In a large deep sauce pan or stock pot on medium/high heat add 3 tbsp of olive oil and 3 tbsp of tbsp of butter. Add the onion and garlic and cook for 5 minutes or until they are translucent and slightly browned. Add in the celery, carrot and tomatoes, cook until the juices have absorbed and the veggies are thick. About 15-20 minutes.

Meanwhile, in another pan on medium heat, add in a dash of olive oil and 1-2 tbsp of butter. Add the ground beef and brown, season with salt and pepper. Once browned, add a splash of red wine to de-glaze the pan, then add the ground beef to the veggies.
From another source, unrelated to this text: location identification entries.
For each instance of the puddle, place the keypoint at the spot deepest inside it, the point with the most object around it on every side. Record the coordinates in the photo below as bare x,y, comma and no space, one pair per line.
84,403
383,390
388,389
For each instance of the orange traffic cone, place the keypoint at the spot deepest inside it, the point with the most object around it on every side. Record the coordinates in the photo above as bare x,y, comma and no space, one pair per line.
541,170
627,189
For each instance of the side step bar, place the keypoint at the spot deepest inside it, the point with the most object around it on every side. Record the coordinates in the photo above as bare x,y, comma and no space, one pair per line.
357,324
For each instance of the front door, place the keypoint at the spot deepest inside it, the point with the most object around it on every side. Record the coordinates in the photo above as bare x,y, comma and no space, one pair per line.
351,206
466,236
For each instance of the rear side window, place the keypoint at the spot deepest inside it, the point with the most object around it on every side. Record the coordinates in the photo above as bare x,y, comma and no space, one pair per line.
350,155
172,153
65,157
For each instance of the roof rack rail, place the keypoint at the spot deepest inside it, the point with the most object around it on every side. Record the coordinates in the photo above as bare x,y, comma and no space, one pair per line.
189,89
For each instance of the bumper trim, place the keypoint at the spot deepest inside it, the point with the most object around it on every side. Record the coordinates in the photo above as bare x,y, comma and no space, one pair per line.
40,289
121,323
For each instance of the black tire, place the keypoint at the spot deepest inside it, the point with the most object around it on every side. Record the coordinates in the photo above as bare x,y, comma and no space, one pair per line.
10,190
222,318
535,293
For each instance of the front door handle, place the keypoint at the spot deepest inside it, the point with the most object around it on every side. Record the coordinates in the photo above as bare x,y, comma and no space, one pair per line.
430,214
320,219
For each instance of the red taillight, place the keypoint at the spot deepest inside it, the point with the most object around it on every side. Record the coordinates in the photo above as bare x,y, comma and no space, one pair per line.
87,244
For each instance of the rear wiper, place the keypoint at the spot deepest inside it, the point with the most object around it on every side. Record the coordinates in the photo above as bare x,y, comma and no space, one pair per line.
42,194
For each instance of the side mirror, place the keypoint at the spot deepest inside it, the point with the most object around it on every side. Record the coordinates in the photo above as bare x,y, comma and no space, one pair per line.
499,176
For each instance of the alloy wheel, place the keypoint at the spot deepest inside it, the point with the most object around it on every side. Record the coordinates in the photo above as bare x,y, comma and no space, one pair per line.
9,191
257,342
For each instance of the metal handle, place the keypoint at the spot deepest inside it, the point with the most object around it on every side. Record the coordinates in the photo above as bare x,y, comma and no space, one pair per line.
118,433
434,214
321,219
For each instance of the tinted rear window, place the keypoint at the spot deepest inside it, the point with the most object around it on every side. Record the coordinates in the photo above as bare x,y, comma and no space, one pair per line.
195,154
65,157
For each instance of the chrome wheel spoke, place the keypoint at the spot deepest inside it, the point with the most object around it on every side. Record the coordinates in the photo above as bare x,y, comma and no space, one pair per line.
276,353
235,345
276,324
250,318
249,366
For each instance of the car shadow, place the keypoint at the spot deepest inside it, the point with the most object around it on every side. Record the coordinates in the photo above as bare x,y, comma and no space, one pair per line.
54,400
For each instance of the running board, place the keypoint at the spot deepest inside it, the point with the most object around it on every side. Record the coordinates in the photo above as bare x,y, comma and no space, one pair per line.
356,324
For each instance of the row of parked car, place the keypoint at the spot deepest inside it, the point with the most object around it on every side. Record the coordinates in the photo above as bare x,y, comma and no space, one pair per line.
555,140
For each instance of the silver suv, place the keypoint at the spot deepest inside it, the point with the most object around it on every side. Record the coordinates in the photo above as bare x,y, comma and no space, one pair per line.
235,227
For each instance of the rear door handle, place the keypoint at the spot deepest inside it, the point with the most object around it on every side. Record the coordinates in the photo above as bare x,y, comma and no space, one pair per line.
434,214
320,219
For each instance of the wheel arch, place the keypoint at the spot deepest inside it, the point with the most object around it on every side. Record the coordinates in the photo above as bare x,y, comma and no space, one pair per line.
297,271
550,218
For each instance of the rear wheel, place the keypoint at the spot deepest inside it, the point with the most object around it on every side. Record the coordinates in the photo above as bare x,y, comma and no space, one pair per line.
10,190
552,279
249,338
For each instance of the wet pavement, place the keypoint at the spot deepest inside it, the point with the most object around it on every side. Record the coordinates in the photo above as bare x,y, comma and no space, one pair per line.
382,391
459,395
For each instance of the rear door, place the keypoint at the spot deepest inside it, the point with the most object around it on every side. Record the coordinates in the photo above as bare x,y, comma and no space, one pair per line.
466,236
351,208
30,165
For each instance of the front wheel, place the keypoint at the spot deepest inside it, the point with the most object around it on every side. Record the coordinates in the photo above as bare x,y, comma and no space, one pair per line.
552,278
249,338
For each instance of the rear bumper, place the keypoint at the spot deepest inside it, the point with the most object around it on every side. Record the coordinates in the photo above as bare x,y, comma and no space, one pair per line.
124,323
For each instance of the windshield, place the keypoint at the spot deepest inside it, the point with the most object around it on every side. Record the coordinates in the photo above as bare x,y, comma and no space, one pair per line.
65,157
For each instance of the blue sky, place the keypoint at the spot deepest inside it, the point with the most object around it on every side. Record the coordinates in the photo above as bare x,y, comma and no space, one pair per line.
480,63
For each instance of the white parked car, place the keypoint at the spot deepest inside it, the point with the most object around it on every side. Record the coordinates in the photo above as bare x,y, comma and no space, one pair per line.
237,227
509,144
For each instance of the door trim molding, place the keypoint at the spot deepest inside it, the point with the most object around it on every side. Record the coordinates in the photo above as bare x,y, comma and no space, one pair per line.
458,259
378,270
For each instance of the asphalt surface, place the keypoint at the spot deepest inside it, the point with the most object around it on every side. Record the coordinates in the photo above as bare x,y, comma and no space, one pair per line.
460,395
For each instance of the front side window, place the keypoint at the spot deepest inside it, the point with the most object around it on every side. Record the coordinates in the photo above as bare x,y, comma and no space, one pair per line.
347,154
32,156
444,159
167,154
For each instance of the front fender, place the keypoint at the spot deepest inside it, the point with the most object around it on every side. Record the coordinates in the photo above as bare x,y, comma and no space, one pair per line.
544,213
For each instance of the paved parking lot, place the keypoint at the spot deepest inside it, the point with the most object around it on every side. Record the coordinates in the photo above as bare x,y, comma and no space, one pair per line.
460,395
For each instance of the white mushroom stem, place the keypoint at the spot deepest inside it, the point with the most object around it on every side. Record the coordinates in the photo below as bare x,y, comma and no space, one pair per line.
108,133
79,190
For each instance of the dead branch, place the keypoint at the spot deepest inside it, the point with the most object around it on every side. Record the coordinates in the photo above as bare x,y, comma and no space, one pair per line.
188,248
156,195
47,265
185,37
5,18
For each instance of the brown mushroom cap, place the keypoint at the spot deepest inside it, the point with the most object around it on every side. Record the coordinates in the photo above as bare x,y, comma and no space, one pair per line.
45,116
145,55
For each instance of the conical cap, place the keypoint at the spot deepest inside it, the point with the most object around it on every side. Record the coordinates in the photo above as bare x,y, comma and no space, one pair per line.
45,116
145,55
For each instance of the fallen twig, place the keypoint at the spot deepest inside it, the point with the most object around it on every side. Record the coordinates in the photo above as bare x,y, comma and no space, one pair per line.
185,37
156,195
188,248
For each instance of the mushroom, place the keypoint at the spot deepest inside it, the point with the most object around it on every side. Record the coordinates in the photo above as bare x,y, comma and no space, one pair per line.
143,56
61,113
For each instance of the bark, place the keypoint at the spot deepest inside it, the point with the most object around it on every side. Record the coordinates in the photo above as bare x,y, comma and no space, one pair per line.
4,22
Once the veggies and ground beef are combined, add in 1 cup of red wine and cook for 5 minutes. Next, add in the jars of strained tomatoes, bundle of herbs, bay leaves and the remaining red wine and salt and pepper (1-2 tsp of each) stir well, bring to a bubble then turn the heat down to a simmer. Stirring occasionally let the sauce simmer. After 45 minutes, add in the balsamic vinegar. Then after 2 hours stir in the half and half milk and let simmer for one more final hour, also do a little taste test here to see if you need anymore salt and pepper. Trust me these ‘hours’ are worth it!

Boil your favourite pasta 15 minutes before you are ready to serve and add a bundle of fresh chopped basil to the bolognese sauce. Serve with freshly grated parmesan and a little more fresh basil on top! Bellissimo!